Relating scores obtained on a test to other test scores or data from other assessment procedures is typically done in an effort to establish the _____ validity of a test. A) content-related B) criterion-related C) face D) about-face
B) criterion-related
Predictive and concurrent validity can be subsumed under A) content validity. B) criterion-related validity. C) face validity. D) true score validity.
B) criterion-related validity.
"Unequal levels of difficulty between two groups" characterizes the definition of a biased test by A) any random member of the general public. B) federal judges. C) a psychometrician. D) All of the answers are correct.
B) federal judges.
In legal terminology, a valid contract is a contract that A) measures what it purports to measure. B) has been executed with the proper formalities. C) is well grounded on principles of evidence.

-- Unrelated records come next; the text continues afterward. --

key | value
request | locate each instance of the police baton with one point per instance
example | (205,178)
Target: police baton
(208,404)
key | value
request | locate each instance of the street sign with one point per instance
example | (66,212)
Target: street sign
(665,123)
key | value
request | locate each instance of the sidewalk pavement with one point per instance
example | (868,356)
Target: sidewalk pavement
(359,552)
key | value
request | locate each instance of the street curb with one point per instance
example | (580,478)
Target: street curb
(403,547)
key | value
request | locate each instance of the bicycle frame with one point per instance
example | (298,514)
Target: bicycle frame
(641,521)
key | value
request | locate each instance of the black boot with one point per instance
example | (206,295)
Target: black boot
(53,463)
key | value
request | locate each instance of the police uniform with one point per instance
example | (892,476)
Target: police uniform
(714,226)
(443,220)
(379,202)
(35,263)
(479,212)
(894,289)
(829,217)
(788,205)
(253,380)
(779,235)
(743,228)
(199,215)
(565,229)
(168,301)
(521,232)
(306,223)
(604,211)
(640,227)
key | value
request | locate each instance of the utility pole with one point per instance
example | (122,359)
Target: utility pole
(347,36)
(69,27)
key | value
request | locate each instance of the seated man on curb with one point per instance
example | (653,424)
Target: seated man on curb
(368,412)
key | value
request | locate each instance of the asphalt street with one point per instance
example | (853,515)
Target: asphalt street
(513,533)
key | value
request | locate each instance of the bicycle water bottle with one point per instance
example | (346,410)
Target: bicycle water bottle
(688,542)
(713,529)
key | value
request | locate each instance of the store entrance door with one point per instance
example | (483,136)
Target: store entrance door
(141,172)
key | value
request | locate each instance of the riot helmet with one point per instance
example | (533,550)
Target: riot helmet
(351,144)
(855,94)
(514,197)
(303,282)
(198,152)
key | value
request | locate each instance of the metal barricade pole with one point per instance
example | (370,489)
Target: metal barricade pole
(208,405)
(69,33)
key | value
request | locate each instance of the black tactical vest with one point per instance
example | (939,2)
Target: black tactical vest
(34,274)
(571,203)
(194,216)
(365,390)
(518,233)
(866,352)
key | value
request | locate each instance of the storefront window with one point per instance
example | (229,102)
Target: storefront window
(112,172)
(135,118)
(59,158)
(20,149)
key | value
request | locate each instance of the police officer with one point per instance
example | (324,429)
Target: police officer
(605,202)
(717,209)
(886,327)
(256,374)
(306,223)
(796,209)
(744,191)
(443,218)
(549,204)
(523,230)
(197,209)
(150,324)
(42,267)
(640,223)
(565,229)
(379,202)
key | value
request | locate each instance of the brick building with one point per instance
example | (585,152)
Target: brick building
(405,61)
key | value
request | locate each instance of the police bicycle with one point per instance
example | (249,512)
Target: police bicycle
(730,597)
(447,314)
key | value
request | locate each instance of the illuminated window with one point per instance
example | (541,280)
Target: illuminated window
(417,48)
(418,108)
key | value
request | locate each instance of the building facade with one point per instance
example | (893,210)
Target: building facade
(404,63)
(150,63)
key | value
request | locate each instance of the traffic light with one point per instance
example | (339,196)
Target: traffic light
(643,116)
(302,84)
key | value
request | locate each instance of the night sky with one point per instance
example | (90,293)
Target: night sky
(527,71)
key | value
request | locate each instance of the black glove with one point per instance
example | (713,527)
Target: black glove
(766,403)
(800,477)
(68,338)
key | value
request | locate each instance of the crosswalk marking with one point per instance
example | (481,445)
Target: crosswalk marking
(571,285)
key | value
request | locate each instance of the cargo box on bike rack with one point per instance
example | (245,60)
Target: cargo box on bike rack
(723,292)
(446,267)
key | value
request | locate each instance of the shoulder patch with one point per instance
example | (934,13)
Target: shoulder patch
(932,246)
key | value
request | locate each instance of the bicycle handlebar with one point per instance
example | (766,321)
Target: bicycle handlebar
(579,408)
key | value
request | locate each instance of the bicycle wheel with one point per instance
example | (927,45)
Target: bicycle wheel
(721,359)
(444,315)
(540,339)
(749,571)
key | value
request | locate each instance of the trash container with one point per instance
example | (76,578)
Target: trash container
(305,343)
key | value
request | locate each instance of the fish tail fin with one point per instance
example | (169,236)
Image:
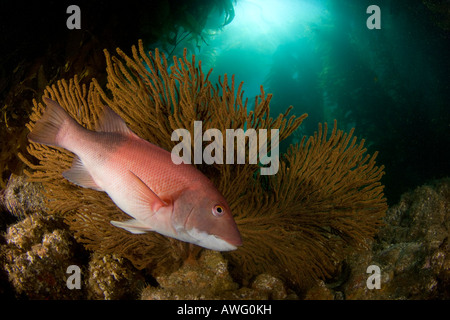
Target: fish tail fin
(47,129)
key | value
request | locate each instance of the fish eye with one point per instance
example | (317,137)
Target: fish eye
(218,210)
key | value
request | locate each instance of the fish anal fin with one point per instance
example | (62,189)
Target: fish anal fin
(132,225)
(79,175)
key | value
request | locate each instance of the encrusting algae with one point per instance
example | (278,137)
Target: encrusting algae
(297,224)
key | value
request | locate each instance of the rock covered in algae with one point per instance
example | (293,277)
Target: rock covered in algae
(412,251)
(112,277)
(208,278)
(37,253)
(21,197)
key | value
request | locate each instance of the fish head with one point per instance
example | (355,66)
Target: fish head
(206,219)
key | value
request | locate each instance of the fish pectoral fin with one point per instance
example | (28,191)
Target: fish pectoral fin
(132,225)
(79,175)
(145,196)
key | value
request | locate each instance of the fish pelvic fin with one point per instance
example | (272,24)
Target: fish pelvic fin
(47,129)
(146,199)
(79,175)
(112,122)
(132,225)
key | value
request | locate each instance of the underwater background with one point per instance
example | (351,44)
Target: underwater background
(391,84)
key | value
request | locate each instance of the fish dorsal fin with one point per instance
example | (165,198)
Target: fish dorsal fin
(112,122)
(79,175)
(145,197)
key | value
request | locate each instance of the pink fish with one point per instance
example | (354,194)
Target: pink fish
(177,201)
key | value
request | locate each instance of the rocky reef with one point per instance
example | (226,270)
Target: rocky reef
(411,250)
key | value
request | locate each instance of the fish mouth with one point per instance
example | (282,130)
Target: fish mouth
(210,241)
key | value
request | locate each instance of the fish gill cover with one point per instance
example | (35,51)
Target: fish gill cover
(325,198)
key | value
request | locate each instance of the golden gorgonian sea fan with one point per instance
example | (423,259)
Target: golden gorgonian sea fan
(296,224)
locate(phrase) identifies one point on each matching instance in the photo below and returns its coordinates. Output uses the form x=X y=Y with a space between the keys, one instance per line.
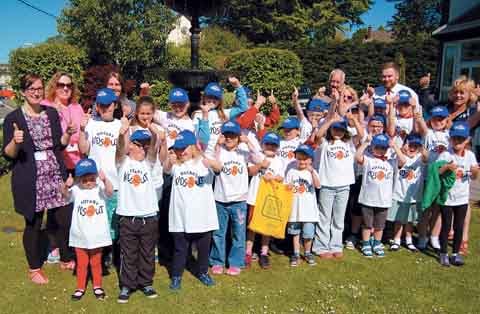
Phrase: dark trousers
x=58 y=225
x=182 y=242
x=138 y=238
x=459 y=212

D) was designed with all of the needs of the parties.
B) has been executed with the proper formalities.
If new predictors explain something about a predicted score that was not already explained by existing predictors, the new predictor might be praised for its A) test-retest reliability. B) incremental validity. C) construct validity. D) face validity.
B) incremental validity.
As the term is applied to a test, validity is a judgment or estimate of how well a test A) measures what it purports to measure under all circumstances. B) measures what it purports to measure in a particular context. C) satisfies the deductions that could logically be made from inferences about it. D) a test result can be duplicated under the same or similar circumstances.
B) measures what it purports to measure in a particular context.
Each of the three approaches to validity assessment in the trinitarian model should best be thought of as A) a mutually exclusive evidence of a test's validity and any one approach is necessary and sufficient for demonstrating a test's validity. B) one type of evidence that, with others, contributes to a judgment concerning the validity of a test. C) insufficient, either by themselves or together with the other two, to demonstrate the validity of a test. D) None of the answers is correct.
B) one type of evidence that, with others, contributes to a judgment concerning the validity of a test.
Each of the three approaches to validity assessment in the trinitarian model should best be thought of as A) mutually exclusive as evidence of a test's validity with any one source necessary and sufficient for demonstrating a test's validity. B) one type of evidence that, with others, contributes to a judgment concerning the validity of a test. C) insufficient, either by themselves or together with the other two, to demonstrate the validity of a test. D) None of the answers is correct.
B) one type of evidence that, with others, contributes to a judgment concerning the validity of a test.
Quotas may be viewed as one type of remedy for A) low reliability of selection tests. B) previously unfair practices. C) low validity of selection tests. D) All of the answers are correct.
B) previously unfair practices.
A supervisor unintentionally rates his supervisees less favorably than they really deserve. Which type of error has been made? A) unconscious error B) severity error C) random error D) vocational error
B) severity error
To improve raters' judgments of competency, Gonsalvez and Crowe (2014) recommended that A) at least three raters be used. B) specific competencies be evaluated. C) all raters be certified as competent themselves. D) All of the answers are correct.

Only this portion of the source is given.